The single feature that sets skeletal muscle apart from all other tissues is its phenomenal plasticity. No other tissue is capable of adapting to environmental demands or physical stimulation to the same extent. But skeletal muscle's main function is as the organ that drives locomotion. Hoppeler explains (p. 2143),`locomotion is essential for acquiring food and to escape predation' so it's not surprising that `skeletal muscle tissue functions in a species impact on the structural design of muscle tissue'. But are there any principles that unite skeletal muscle structures across the extreme scales of life? Hoppeler describes some trends that apply from woodmice to horses. For example, all the species that he analysed have the same relative quantities of contractile units in their muscle tissue. But Hoppeler is also intrigued by the molecular machinery that underpins muscle's versatility. He explains that the genes that control exercise-induced transcription include factors responsive to metabolic and mechanical events.

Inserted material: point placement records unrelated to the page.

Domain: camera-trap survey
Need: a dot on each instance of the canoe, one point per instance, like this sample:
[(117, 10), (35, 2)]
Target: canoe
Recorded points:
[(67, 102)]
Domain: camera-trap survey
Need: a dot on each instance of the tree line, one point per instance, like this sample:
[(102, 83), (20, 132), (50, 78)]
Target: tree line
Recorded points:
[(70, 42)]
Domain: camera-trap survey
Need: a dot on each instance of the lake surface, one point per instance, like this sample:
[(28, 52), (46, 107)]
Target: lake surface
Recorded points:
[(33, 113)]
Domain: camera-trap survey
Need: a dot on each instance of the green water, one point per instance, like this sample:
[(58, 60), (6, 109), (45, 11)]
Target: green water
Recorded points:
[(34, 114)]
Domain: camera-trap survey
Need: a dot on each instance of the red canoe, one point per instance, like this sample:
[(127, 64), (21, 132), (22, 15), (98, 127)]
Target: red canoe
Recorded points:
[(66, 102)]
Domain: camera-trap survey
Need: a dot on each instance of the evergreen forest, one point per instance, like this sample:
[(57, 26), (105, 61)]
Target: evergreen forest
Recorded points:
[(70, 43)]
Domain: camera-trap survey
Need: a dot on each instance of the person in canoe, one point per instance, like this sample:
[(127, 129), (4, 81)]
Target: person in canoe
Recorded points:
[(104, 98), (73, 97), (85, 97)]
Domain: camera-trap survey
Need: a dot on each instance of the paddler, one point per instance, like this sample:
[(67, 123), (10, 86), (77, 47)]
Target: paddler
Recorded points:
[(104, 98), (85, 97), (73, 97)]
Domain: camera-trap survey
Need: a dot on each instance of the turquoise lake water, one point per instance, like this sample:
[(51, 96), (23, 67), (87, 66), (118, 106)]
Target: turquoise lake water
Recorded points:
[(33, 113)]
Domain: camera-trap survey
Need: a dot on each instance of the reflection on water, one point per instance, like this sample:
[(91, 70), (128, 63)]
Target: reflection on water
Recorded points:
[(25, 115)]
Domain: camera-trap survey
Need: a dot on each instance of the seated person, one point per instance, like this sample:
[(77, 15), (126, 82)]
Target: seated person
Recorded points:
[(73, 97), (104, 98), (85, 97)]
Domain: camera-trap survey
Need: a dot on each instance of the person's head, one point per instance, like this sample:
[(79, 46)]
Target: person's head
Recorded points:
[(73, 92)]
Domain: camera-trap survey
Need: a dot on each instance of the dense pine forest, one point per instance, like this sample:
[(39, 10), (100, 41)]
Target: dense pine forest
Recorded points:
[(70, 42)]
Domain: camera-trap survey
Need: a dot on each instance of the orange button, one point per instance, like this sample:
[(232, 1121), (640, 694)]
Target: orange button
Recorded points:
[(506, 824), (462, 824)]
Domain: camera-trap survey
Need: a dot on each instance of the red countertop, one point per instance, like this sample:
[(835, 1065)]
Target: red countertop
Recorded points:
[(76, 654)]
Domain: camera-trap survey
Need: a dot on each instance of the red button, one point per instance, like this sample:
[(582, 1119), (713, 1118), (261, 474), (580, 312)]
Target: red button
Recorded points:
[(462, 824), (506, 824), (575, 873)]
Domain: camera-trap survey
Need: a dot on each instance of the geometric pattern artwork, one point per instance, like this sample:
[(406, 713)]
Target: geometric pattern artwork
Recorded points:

One of the world's tiniest mammals, the Etruscan shrew, is at the extreme of Hoppeler's scale. The tiny creature's large surface to volume ratio makes it difficult to maintain a constant body temperature, so it generates heat by shivering at incredibly high frequencies. When Klaus Jürgens began analysing the shrew's skeletal muscle, he realised that the animal had done away with slow twitch fibres in favour of fast twitch fibres(p. 2161), resulting in a unique form of muscle perfectly adapted for high speed performance and heat generation. By complete contrast, enormous birds have to generate a huge amount of muscular power as they lumber into the air. Graham Askew wondered how the blue breasted quail generates the power to lift it off the ground. Using a variety of techniques, he has found that the muscle has a high fibre density, rapid twitch contraction kinetics and a high maximum intrinsic velocity of shortening which allows the muscle to develop high stresses as it shortens very rapidly to get the bird airborne(p. 2153).

Some creature's diets have driven them to develop highly specialised muscles to hunt and consume their quarry. Chameleons have amazing ballistic tongues that they fire out of their mouths to catch passing insects. Once extended, the chameleon must drag its prey back, by retracting the tongue down to a fraction of its extended length. Skeletal muscle contracts when myosin filaments consume ATP, sliding the actin fibres along the length of the myosin filament until the actin fibres run into the Z disk structures. Tony Herrel wondered how the chameleon retractor muscle had got around this problem until he looked at electron micrographs of the muscle. Chameleon Z disks are perforated, which allows the actin fibres to pass through the Z disks so that the muscle continues contracting well beyond the limits of normal tissue(p. 2167).

The need to feed has also placed strong selective pressures on the muscles that clamp jaws shut. Different diets need different chewing techniques to rip, grind or cut food ready for digestion. Joe Hoh explains how masticatory myosin was one of the earliest isoforms of myosin to evolve and is found in today's fish and reptile jaw muscles(p. 2203). But as mastication became increasingly important for mammals, they adapted their jaw muscle structure to accommodate new diets, replacing the ancient masticatory myosin with other isoforms more commonly found in other forms of skeletal muscle.

During a contraction, skeletal muscle can store elastic energy for use during later contractions. Stan Lindstedt and his colleagues found that rat muscles became stiffer with eccentric training, in effect storing energy like a spring (p. 2211). Analysing the protein components of this stiffer muscle, Lindstedt believes that a rise in the cellular levels of the protein titin contributes to this increased stiffness.

Sound generating muscles having some of the fastest twitch velocities of any muscle must also conserve energy. Kevin Conley wondered how a single muscle that operates at almost 100 Hz generates the terrifying rattlesnake buzz. He was fascinated to find that the muscle has opted for the `short twitch/low force/short contraction length' approach to produce a structure that reduces its energy costs for a faster performance(p. 2175). Another species that makes a distinctive sound is the North American drummer fish, which produces its mating call with a single muscle(p. 2183). The muscle contracts and relaxes rapidly, forcing the swim bladder to vibrate and produce the fish's drumming call. The sound's pitch is set by the muscle's twitch duration. So the pitch is not an intrinsic property of the sound bladder, and the drumming muscle broadcasts the caller's fitness loud and clear.

Moving to the visual sense, Fred Schachat explains that even when we're staring at a fixed point, our eye muscles rotate the eye at speeds we don't even perceive, to protect the delicate retina from saturation. Using a phylogenetic approach, Schacht describes how the extraocular myosin heavy chain, which drives the muscle's superfast contraction, is probably the earliest example of a specialised group of superfast myosins(p. 2189). Surprisingly, the only other muscle where this unique form of myosin is found is laryngeal muscle, which also contracts very rapidly.